Fort Worth author turns access to Nixon papers into book on his post-presidency life

Local author Kasey Pipes has written this new book on President Richard Nixon’s life in exile, which includes material from his days after leaving the White House. No one had access to those papers before Pipes.
Local author Kasey Pipes has written this new book on President Richard Nixon’s life in exile, which includes material from his days after leaving the White House. No one had access to those papers before Pipes. Regnery Publishing

For years they sat in the Richard Nixon Library, waiting to be read, but the former President’s papers from his years after his time in the White House required permission for public consumption.

Nixon’s two daughters had to agree to release their father’s papers from his days after D.C. They were not Presidential records, and as such not open to the public.

Fort Worth native and resident Kasey Pipes is your lotto winner to gain access to Nixon’s post presidential papers, although it’s insulting to think this was luck.

“The pitch was, ‘This has never been done before,’” Pipes said in a recent interview near his home in Fort Worth. “There are countless books on Watergate. His Presidency. The rise of Nixon has been well documented. There have only been pieces of his post-Presidency years. No one has told the whole story from 1974 to 1994. I thought it was a story that needed to be told.”

The result is “After the Fall: The Remarkable Comeback of Richard Nixon.” The 266-page book starts from Nixon’s final day in the White House, to his death and memorial service in 1994.

This is Pipes’ second book; he previously authored “Ike’s Final Battle,” a book about President Dwight Eisenhower’s account of dealing with race and equality in his presidency.

To delve into Nixon’s post presidential existence took Pipes about 10 years, off and on, and multiple trips to the Nixon Library in Yorba Linda, Calif. Pipes, who holds a degree from Harvard, is a former speech writer for George W. Bush. Pipes currently runs a consulting firm in Fort Worth.

What he discovered in his research is that the disgraced politician would create the template for all future Presidents, and influence policy, and White Houses, in a way few people knew.

“He was way more active than people realize, and more successful in terms of becoming an influencer again, which was his goal,” Pipes. “He wanted to overcome the spectacle of Watergate, and he wanted to matter again. He helped to shape policy more than we realized.”

Uncovered in Pipes’ research were countless letters sent, and returned by, future U.S. President Ronald Reagan, and, surprisingly, Bill Clinton while the Democrat was in the White House.

Per this book, Nixon influenced multiple White House administrations, primarily on foreign relations.

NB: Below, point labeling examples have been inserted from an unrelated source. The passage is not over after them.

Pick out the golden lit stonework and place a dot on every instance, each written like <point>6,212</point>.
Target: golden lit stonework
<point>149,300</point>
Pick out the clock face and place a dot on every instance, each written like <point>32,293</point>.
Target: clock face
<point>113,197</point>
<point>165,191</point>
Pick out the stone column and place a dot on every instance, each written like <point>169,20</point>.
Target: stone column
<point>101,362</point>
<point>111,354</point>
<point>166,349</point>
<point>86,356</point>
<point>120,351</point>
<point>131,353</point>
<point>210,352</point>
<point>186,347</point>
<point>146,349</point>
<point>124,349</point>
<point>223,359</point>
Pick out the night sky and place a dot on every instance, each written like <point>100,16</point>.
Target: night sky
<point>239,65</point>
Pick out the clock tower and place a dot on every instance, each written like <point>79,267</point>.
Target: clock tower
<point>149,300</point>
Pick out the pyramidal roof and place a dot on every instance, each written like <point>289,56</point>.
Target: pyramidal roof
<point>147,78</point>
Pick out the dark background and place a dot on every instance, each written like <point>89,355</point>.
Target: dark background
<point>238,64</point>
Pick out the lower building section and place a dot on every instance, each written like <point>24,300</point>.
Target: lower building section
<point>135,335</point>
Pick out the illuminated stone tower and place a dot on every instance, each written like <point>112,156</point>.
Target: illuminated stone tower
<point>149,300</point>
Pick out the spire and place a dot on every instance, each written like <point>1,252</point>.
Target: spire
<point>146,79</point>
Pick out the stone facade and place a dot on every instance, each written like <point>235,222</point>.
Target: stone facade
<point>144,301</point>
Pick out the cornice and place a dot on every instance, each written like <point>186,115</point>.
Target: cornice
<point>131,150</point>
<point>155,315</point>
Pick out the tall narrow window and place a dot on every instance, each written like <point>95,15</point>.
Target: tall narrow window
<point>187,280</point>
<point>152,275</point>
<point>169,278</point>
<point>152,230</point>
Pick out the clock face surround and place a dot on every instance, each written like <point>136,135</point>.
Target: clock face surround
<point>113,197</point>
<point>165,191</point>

The man had an opinion on everything political, and he was a visionary who saw what China could, and has, become.

Most prominently, it was Nixon who guided Reagan through his negotiations with the Soviets during the nuclear arms race.

It was Nixon who advised Reagan to have a weekly radio address, which every President henceforth did, save for Donald Trump.

It was Nixon who advised Reagan to dump future President George H.W. Bush as his running mate in 1984.

It was Nixon who wrote the following letter: “I did not see the program, but Mrs. Nixon told me that you were great on the The (Phil) Donahue Show. As you can imagine, she is an expert on politics and predicts that whenever you decide to run for office you will be the winner.”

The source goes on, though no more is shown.